Often these low flowering plants are grown around the perimeter of a solar array, tucked under a field of energy-generating panels. It’s a new area of agricultural research called agrovoltaics that uses the same land to harvest solar energy and food, sometimes with the tilting solar panels functioning as shade or rain umbrellas for the plants in a world with increasingly harsh sun, drought and extreme rain events.

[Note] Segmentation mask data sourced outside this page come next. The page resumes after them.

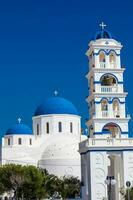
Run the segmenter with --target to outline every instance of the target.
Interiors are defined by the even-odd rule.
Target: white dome
[[[70,134],[53,135],[49,145],[44,149],[39,166],[49,173],[80,178],[79,137]]]
[[[78,139],[70,136],[55,138],[44,150],[42,159],[79,159]]]

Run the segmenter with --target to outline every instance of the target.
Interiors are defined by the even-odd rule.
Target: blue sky
[[[71,100],[88,117],[85,52],[104,21],[124,45],[127,106],[133,115],[132,1],[0,1],[0,134],[21,117],[31,126],[38,104],[53,95]]]

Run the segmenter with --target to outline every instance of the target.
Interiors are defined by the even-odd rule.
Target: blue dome
[[[16,135],[16,134],[24,134],[29,135],[32,134],[32,130],[25,124],[14,124],[11,128],[9,128],[6,132],[6,135]]]
[[[109,31],[105,30],[105,29],[102,29],[100,31],[98,31],[95,35],[95,40],[97,39],[102,39],[102,38],[105,38],[105,39],[112,39],[112,35]]]
[[[48,114],[72,114],[78,115],[75,106],[68,100],[61,97],[51,97],[37,107],[35,116]]]

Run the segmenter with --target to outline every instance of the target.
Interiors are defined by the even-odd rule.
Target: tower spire
[[[99,24],[99,26],[101,27],[101,29],[105,29],[105,27],[107,26],[104,22],[102,22],[101,24]]]

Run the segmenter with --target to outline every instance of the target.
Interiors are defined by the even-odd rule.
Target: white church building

The bulblike corms are planted in late summer, and the purple flowers bloom in October and November after most other crops in the state have been harvested. Farmers must work swiftly to hand-harvest the blooms and pluck out the bright red filaments within. These are then dried and stored, about 75,000 flowers yielding a pound of the coveted spice. And because the corms produce more corms underground, farmers can leave them in the ground for three to five years before replanting — minimal tilling and disturbance in the field serves to build healthier soil and to help sequester atmospheric carbon.

“With climate change, the challenge to growers is the extremes and the unpredictability, which is why diversification is important. Saffron fits nicely into that model,” Skinner said Monday. “This week, the saffron flowering is almost done in the Burlington area, and we only had our first hard frost a week ago. I’m not looking at the data, I’m looking at what’s happening around me: If we keep on having falls like we had this year, I’m not sure I’d want to be investing in the state’s ski industry.”